Ровно три рыжих, с белыми кончиками, лисьих хвоста.

Глаза, которых Дзи со своего места просто не мог разглядеть, и которые Ёкай, как и водится, прятал, тем не менее светились в узких-узких проделанных прорезях, намертво к себе привораживая – словно две восковые свечки в полутемном безлюдном храме…

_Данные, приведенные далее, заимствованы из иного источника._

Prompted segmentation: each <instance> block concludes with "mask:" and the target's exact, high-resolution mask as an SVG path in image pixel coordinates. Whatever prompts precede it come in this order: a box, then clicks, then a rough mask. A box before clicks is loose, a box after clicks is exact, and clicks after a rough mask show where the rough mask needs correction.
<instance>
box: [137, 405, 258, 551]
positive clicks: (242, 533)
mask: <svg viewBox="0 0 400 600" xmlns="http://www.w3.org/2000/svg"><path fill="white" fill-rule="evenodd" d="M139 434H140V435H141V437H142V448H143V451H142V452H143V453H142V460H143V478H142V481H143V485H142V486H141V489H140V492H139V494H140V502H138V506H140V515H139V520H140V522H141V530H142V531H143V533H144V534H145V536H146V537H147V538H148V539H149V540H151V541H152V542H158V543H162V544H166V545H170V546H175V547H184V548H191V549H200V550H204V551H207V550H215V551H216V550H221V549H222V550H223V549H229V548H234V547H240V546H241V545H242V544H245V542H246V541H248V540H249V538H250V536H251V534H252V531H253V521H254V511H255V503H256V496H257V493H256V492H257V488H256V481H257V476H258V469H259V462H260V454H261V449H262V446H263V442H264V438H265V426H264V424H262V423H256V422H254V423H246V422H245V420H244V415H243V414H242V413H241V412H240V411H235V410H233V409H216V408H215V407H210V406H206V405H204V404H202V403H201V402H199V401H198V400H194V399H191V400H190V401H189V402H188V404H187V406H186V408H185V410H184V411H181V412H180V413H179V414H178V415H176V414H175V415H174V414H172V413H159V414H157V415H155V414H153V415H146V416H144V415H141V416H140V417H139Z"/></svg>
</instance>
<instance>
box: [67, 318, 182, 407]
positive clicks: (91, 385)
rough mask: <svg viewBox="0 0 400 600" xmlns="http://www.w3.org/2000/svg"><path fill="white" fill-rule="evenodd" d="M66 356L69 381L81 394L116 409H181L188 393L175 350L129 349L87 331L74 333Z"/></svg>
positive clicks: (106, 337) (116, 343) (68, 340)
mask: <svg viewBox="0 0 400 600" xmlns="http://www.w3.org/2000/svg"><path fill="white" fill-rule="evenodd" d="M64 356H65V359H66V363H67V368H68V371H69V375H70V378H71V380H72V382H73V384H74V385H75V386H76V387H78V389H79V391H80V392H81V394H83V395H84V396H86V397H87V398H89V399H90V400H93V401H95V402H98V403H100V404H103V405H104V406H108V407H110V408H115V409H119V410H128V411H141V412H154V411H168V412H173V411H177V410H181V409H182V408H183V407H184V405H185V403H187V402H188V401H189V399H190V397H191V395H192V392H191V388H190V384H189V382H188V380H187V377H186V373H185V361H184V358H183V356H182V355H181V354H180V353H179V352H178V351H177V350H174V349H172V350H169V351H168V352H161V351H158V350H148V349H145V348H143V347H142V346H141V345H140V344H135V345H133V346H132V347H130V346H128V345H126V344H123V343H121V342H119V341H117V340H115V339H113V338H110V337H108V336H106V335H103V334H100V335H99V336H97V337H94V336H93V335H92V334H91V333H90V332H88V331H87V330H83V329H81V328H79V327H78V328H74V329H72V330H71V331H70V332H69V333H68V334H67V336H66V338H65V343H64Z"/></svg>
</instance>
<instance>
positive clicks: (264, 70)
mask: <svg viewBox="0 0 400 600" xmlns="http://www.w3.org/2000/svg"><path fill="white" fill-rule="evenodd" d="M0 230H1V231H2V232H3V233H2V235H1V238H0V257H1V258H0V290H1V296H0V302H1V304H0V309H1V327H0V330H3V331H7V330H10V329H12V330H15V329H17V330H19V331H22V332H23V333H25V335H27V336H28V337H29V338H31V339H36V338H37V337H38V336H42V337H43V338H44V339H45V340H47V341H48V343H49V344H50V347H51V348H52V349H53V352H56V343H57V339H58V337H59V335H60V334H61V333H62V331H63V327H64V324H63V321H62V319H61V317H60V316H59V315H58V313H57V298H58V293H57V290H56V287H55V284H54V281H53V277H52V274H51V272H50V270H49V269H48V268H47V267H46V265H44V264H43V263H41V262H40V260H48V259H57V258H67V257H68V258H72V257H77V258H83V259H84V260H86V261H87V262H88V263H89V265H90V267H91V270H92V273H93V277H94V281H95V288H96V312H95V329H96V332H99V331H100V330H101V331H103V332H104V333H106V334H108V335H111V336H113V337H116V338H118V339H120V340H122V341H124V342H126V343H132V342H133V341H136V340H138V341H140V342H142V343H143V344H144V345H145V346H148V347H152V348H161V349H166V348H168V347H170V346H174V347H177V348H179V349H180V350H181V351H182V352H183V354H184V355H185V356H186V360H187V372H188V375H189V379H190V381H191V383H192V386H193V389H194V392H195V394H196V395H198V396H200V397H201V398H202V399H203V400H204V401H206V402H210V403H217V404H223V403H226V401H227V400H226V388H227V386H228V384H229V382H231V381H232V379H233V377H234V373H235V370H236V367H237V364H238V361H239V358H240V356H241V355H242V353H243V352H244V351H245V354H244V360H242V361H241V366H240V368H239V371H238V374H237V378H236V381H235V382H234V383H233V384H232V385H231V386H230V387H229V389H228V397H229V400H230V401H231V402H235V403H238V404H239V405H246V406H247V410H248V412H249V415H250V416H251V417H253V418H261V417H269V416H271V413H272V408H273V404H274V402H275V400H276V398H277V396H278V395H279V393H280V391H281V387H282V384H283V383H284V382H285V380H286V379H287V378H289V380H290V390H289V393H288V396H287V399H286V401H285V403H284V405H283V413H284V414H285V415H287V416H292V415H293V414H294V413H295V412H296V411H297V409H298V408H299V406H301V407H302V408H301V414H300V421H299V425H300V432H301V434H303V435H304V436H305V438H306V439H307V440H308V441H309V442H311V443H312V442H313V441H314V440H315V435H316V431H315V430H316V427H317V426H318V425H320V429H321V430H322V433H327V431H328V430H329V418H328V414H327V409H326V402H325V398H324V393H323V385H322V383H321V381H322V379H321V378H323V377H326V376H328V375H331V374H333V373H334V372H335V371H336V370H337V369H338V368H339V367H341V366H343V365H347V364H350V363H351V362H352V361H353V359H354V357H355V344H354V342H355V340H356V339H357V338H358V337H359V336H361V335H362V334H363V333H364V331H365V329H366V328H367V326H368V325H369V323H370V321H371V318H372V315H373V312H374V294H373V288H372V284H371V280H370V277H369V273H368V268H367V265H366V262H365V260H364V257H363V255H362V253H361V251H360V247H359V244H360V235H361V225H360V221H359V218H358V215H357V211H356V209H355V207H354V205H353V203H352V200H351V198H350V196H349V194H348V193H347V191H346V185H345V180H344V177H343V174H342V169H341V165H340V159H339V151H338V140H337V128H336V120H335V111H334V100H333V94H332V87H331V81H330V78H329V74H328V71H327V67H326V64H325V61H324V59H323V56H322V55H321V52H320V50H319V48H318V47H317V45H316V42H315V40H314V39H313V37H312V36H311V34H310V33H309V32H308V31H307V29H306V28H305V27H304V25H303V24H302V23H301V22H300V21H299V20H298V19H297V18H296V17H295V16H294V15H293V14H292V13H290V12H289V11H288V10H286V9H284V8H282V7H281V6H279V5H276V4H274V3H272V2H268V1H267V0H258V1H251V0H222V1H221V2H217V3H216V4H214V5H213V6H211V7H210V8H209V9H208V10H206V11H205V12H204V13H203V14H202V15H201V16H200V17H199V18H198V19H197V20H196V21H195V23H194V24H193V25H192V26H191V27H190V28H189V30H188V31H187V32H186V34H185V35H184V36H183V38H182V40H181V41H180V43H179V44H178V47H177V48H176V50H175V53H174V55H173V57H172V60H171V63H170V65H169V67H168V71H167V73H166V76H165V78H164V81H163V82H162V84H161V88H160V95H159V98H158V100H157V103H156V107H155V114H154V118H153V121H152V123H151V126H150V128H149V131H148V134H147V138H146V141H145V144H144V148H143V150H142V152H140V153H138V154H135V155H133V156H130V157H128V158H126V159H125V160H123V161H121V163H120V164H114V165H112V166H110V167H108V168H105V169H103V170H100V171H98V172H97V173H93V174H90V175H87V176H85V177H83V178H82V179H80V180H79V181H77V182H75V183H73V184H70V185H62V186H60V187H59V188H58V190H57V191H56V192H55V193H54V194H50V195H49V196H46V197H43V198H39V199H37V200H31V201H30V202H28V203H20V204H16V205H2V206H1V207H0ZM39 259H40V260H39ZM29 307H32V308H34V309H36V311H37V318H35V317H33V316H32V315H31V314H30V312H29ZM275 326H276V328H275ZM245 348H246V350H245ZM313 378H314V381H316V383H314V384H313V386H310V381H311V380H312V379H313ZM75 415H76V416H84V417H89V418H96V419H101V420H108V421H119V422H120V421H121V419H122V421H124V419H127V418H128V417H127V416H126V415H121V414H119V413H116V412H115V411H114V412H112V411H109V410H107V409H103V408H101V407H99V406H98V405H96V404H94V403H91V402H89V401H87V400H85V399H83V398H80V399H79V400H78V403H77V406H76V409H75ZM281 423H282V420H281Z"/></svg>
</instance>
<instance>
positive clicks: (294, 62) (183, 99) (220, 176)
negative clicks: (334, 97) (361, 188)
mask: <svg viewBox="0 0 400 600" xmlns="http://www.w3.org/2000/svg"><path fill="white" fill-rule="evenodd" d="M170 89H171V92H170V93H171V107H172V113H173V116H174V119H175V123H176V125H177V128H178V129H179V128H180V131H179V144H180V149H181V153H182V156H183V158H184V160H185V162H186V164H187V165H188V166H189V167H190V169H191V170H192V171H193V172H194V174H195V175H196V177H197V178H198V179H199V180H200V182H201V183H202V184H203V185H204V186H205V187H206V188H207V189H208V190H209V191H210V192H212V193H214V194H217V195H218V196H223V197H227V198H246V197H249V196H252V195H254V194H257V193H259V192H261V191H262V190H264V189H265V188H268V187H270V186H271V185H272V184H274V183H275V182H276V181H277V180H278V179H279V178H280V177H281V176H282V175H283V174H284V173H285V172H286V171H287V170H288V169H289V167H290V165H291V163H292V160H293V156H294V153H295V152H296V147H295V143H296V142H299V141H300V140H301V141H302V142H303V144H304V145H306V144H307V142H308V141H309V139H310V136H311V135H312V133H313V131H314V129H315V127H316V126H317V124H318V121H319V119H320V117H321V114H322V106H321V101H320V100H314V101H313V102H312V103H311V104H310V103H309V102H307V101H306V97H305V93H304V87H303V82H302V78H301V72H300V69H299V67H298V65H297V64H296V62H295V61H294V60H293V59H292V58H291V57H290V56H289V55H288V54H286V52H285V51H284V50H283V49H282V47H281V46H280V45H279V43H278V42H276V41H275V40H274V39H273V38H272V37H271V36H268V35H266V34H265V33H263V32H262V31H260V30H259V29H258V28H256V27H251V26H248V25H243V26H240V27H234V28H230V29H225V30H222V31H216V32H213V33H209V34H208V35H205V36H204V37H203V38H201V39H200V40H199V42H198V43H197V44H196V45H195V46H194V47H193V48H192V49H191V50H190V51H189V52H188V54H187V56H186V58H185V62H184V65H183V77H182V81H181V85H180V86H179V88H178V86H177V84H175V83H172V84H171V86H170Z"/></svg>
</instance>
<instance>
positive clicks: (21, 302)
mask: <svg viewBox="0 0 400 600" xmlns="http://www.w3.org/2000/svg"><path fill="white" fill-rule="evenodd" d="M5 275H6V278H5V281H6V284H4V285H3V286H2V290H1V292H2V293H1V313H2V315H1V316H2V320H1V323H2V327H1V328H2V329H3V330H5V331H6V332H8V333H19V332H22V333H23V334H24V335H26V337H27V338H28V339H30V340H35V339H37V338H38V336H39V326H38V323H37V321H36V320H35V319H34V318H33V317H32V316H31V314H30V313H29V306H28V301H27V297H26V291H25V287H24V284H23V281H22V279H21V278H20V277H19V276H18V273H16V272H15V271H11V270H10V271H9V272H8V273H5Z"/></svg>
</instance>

И только потом Дзи, так и не сумевший испытать страха, заметил последнее, что заметить, наверное, стоило прежде всего: ожерелье из мертвых толстых крыс, висящее у Ёкая на шее да на длинной палке, перекинутой через плечо, и ожерелье из крыс пока живых, приподнявшихся на задние лапы и странным поганочным кольцом окруживших не проваливающиеся в снегу бледные стопы.

Возможно, ему следовало что-то сказать. Возможно, не следовало – Дзи понятия не имел, как повести себя с тем, кто принадлежал вроде бы и этой, а вроде бы и совершенно чужой стороне.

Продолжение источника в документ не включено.